Megaton. I was amazed! In this picture, you can see that Megaton has all these wires and support-lines crisscrossing around the town. In 2D it looks cool... in a waterworld sortof cool way (luke-warm sortof cool I mean). You can't tell where those wires go unless you hand-trace them around, and who's gonna do that? All that work on the artists' parts are boiled down to a 5 second "oh cool..." moment. It's basically a 2D picture you can move around in. But now with stereoscopic 3D on, BOOM! All of a sudden your brain takes that extra 3D information, and pieces it together for you! You know where all those lines go, all at once, without having to think about it! All of a sudden I'm sitting INSIDE the art instead of viewing it from infinity. It's like I went from viewing a photo of Angkor Wat to being there in person.
Beyond art appreciation, there are also gaming gains. Without stereoscopic 3D, when you move around, you see 3D because of "http://en.wikipedia.org/wiki/Parallax"
parallax. But if you stand still, things can look flat.
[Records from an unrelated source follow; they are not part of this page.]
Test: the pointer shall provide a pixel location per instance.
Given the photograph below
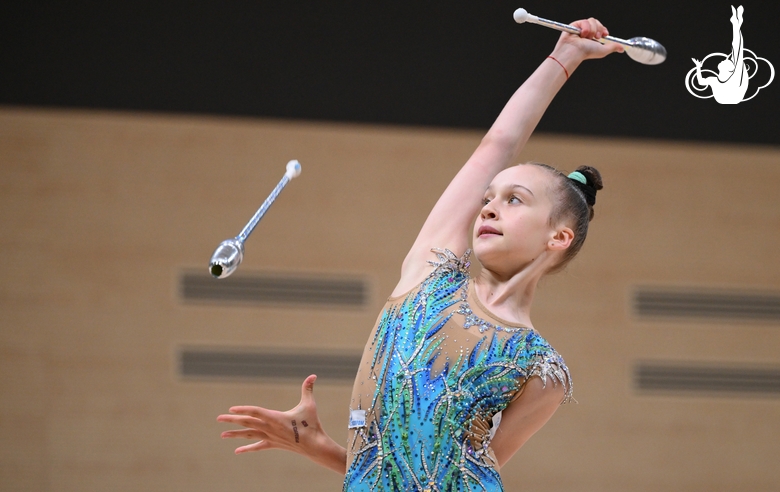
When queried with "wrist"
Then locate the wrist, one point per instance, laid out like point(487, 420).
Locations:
point(569, 58)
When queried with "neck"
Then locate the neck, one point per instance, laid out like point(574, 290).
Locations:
point(509, 297)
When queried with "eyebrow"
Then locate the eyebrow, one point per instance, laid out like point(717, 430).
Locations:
point(523, 187)
point(490, 188)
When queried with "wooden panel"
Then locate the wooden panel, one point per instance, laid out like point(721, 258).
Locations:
point(101, 212)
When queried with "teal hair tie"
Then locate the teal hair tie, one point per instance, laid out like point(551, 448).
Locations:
point(578, 176)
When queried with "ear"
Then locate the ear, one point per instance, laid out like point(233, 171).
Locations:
point(561, 239)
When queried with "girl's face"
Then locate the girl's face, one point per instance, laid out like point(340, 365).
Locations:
point(513, 227)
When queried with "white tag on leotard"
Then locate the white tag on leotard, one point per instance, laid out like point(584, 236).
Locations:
point(496, 423)
point(357, 418)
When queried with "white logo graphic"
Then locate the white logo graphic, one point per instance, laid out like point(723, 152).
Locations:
point(730, 84)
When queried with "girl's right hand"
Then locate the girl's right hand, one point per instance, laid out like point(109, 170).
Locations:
point(298, 430)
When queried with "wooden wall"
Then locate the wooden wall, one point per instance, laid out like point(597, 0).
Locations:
point(101, 212)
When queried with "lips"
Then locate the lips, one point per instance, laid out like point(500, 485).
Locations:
point(487, 230)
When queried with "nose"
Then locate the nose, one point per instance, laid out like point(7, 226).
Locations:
point(488, 212)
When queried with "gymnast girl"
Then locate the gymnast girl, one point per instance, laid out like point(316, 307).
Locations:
point(455, 378)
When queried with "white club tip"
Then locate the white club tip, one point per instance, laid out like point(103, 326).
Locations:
point(293, 169)
point(520, 15)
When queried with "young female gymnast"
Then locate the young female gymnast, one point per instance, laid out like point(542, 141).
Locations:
point(454, 378)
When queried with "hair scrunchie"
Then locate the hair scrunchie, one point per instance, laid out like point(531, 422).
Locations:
point(581, 182)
A good example of this is looking through a corn field in FPS games (without moving around). Without stereoscopic 3D, it'll look flat. You can see that it's supposed
to be 3D (farther away corn stalks are smaller) but it still "feels" like a jumble of textures. But with stereoscopic 3D, you can focus on a particular row of corn. The other rows will double in a way that tells your brain relative positions to the row you're focused on. That doubling is extra data our brain will use "for free," and pretty much instantly. This information still exists in the non-stereoscopic 2D screen view, but it's information that is essentially compressed
from 3D into 2D, which you have to manually decompress to get that information back.
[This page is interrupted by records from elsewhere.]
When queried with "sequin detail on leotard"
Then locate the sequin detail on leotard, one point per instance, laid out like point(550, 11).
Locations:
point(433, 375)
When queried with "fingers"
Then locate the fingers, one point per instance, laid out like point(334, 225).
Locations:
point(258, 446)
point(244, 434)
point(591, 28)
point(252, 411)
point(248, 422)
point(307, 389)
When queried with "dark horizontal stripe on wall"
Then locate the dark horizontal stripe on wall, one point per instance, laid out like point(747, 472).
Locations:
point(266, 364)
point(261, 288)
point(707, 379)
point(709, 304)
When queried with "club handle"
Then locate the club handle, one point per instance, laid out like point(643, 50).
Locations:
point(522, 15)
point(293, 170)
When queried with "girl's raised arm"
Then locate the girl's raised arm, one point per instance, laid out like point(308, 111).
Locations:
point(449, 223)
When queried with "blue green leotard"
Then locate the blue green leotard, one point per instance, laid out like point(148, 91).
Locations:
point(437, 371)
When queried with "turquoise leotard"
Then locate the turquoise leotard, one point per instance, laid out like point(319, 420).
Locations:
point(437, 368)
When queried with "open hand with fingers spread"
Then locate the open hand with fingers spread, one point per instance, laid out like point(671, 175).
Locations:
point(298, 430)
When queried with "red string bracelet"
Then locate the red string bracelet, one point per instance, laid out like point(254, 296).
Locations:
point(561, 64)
Now extend this example and say someone runs through your field of vision, through a particular row of corn. In "normal" 3D you just see some pixels flash across the screen. You might be able to discern which row it was, but it would be the same "manual" tracing of lines that had to be done in the Fallout 3 Megaton scene... in other words, its a very slow thought process. In stereoscopic 3D, you can almost instantly tell how close the person was, based on that image doubling that your brain is hard-wired to process. Instead of your brain decompressing the 2D image back to 3D, and then determining where the runner was, you can immediately read where the runner was without thinking through the decompression. Clear as mud? heh.
Aaaaaannyway. How did I get here? oh yeah, the GT750. I'm a fan, and I'll give up colors and brightness (for a while) in favor of extra 3D in its "uncompressed" form, much in the same way audiophiles want uncompressed audio files over MP3. I hope this is a trend towards better 3D devices. Thanks for reading if you made it this far, sorry for the novel.